第35章 年下幼馴染は私より何枚も上手✳︎無一郎君
アナウンサーの男性は”ほぉ!”と興味津々な様子で相槌を打ち、無一郎の言葉の続きを待っているようだ。私はと言えば、そんな様子を金魚のように口をパクパクとさせながら見ていることしか出来ない。
”もうすぐ誕生日が来れば僕もようやく18歳になるので、両親と学校の許可さえ下りれば結婚もできる。収入も、その人よりも僕の方が多いし。本当はすぐにでも籍を入れたいくらいの気持ちなんです”

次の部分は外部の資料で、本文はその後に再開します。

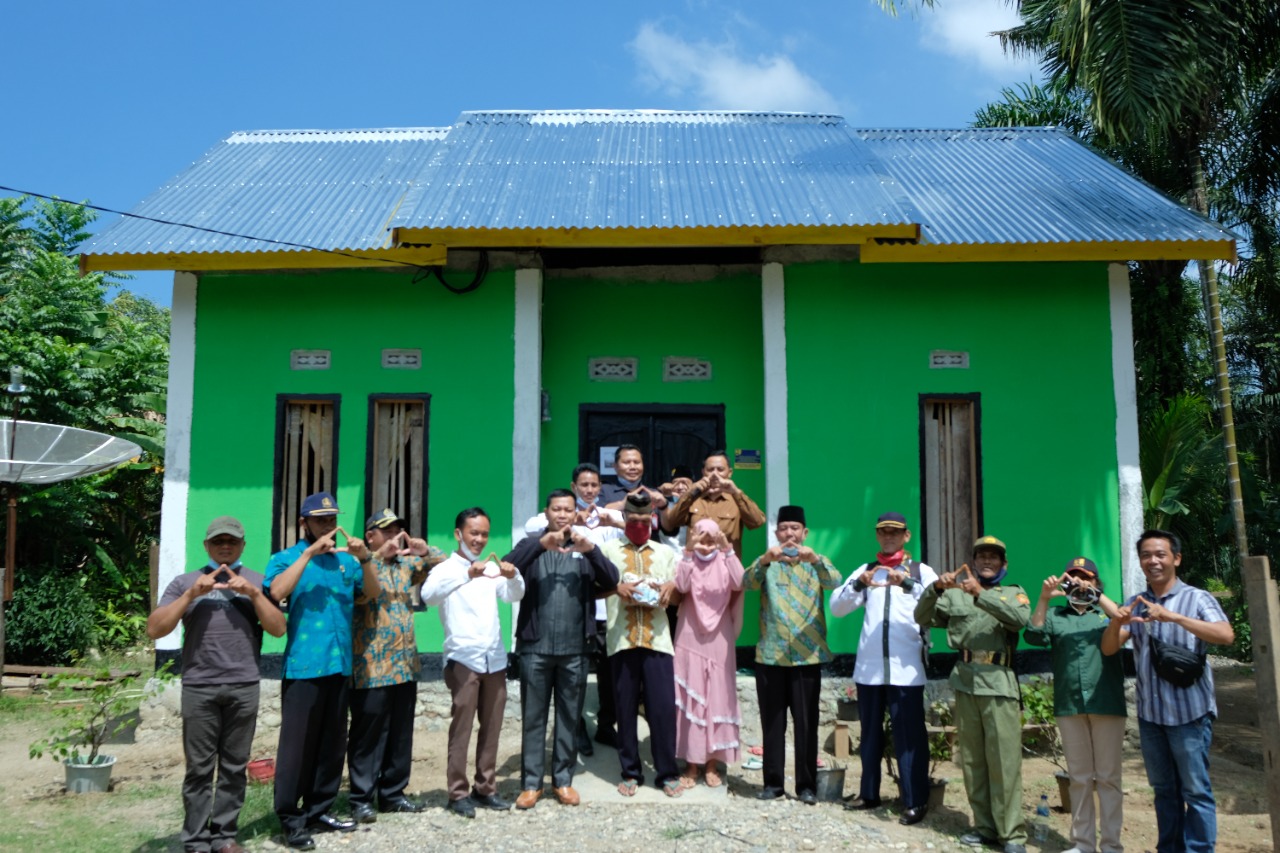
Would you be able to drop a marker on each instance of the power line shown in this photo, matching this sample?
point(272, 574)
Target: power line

事も無げに笑みを浮かべながらそんなことを言う無一郎に、テレビの向こう側はかなりざわついている。そしてもちろん
「えぇぇぇぇぇぇぇぇぇえ!?」
当事者である私はざわつくどころではない。驚き大声で騒ぐ私に、隣にいる有一郎ではなく、姿の見えない母が
「あんた五月蠅いわよ!むい君の声が聞こえないでしょう!」
と、注意する声が聞こえてきた。
”ということで皆さん。まだ高校生である僕が、社会人である彼女…あ、相手は6歳年上なんですけど。僕たちの関係をママ活だとか、援助交際だとか、犯罪だとか…そんな汚い目で見るのはくれぐれも控えてください。万が一、ネットに彼女の誹謗中傷でも書き込んだ日には、即法的処置を取らせてもらうので、どうぞ肝に銘じておいてください。では、これで失礼します”

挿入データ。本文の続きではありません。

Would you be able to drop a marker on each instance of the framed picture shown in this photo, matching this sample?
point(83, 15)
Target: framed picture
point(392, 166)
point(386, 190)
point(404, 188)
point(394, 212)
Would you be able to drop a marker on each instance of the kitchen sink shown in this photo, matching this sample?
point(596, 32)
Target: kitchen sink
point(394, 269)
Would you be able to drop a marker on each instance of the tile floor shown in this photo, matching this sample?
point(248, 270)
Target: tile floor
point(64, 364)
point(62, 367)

無一郎は言いたいことを全て言い終わるといつもの落ち着いた表情へと戻った。それから丁寧な所作で立ち上がり、これまた丁寧にお辞儀をすると、さっさと画面に映らないところへと歩いて行った。
”…はい。以上、時透六段の勝者インタビューでした”
そうして無一郎のインタビューは終了を迎えた。きっとこの映像を見ていた全国の視聴者は
さっきのどこが勝利者インタビューだよ
と思っているに違いない。
テレビの画面がプツッと切れ真っ暗になった。私はその真っ暗にした張本人、有一郎へと視線を向ける。
「どう?めっちゃ面白かったでしょ?」
「っ面白い!?面白いわけないじゃん!驚きすぎてさっき飲んだコーヒー吐くかと思ったわ!」
「だからあれはコーヒーじゃなくてカフェオレ」
「そんなの今どうでもいいでしょっ!」
有一郎と意味のないやり取りを交わしていると
ブーッブーッブーッ
「お、早速来た」
テーブルの上に置かれている有一郎のスマートフォンが振動し始めた。